Section 5.28 URLs and External References
Subsection 5.28.1 URLs to External Web Pages
The
<url>
element is used to point to
external web pages, or other online resources (as distinct from other internal portions of your current document, which is accomplished with the
<xref/>
element,
Section 4.4). The
@href
attribute is always necessary, as it contains the full and complete address of the external page or resource. Include everything the
URL needs, such as the protocol, since this will be most reliable, and as you will see it never needs to be visible. The element always allows, and then employs, a
@visual
attribute for a provided more-friendly version of the address. Finally, the content of the element, which becomes the clickable text in electronic formats, can be authored with the full range of PreTeXt markup generally available in a title or sentence. A typical use might look like
<url href="https://example.com/" visual="example.com">Demo Site</url>
This will render as
Demo Site 1 . Note the automatic footnote providing the visual version in a monospace font. If a
<url>
has content, and no
@visual
attribute is given, then the
@href
will be placed in a footnote, though there will be an attempt to remove standard protocols. Compare
<url href="https://example.com/">Demo Site</url>
<url href="mailto:nobody@example.com">Bouncing Email</url>
If you do not provide any content for a
<url/>
element, then the clickable text will be the actual
URL with a preference for the (optional)
@visual
attribute, rather than the mandatory
@href
attribute. This should be considered as disruptive to the flow of your text, and so a poor alternative to the content version just discussed (see
Best Practice 5.28.1). But it might be a good choice in something like a list of interesting web sites. Whether or not a simplified version of the address, via the
@visual
attribute, is desirable will depend on the application. As an example, using the optional
@visual
attribute we have
<url href="https://example.com/" visual="example.com"/>
This will render as
example.com
. Note that there is no footnote since the visual version is already apparent.

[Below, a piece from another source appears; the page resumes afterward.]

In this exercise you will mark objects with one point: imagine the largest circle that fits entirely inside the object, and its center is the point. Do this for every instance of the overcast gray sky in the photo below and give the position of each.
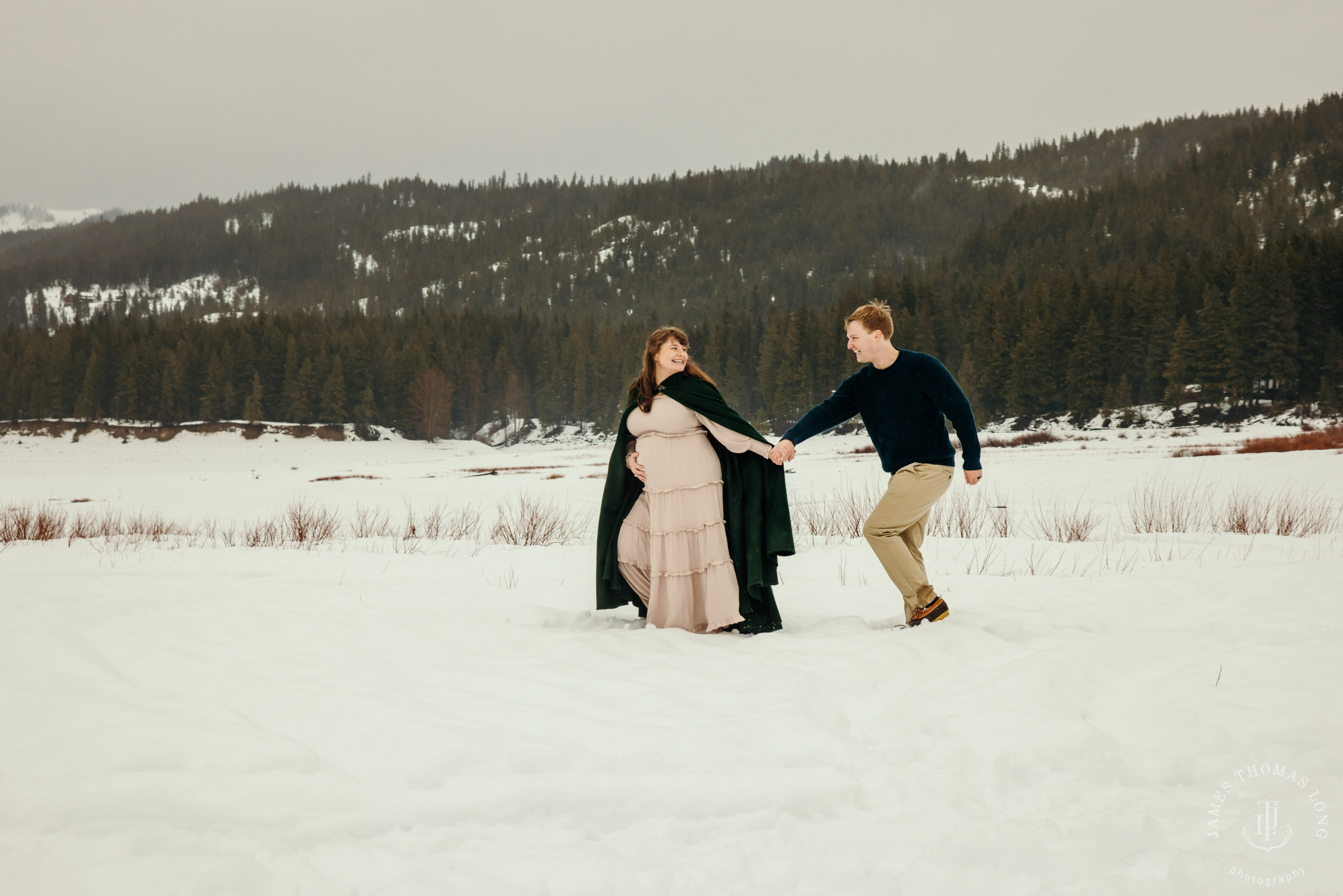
(149, 103)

If you want to squelch the automatic footnote on a
<url>
element with content, you can explicitly set the
@visual
attribute to an empty string as
visual=""
. This signal will inhibit the automatic footnote. This should be a
very rare occurence, since you are denying readers of some formats from seeing even a hint of the actual
URL. One example of this is a regular footnote, which contains a
URL. The automatic footnote, inside another footnote, becomes problematic in some conversions. Better to squelch the footnote-within-a-footnote, and just list nearby a
URL, likely using the
<c>
element to get a monospace font.
A <url>
inside a <title>
has been accounted for, but should be used with caution.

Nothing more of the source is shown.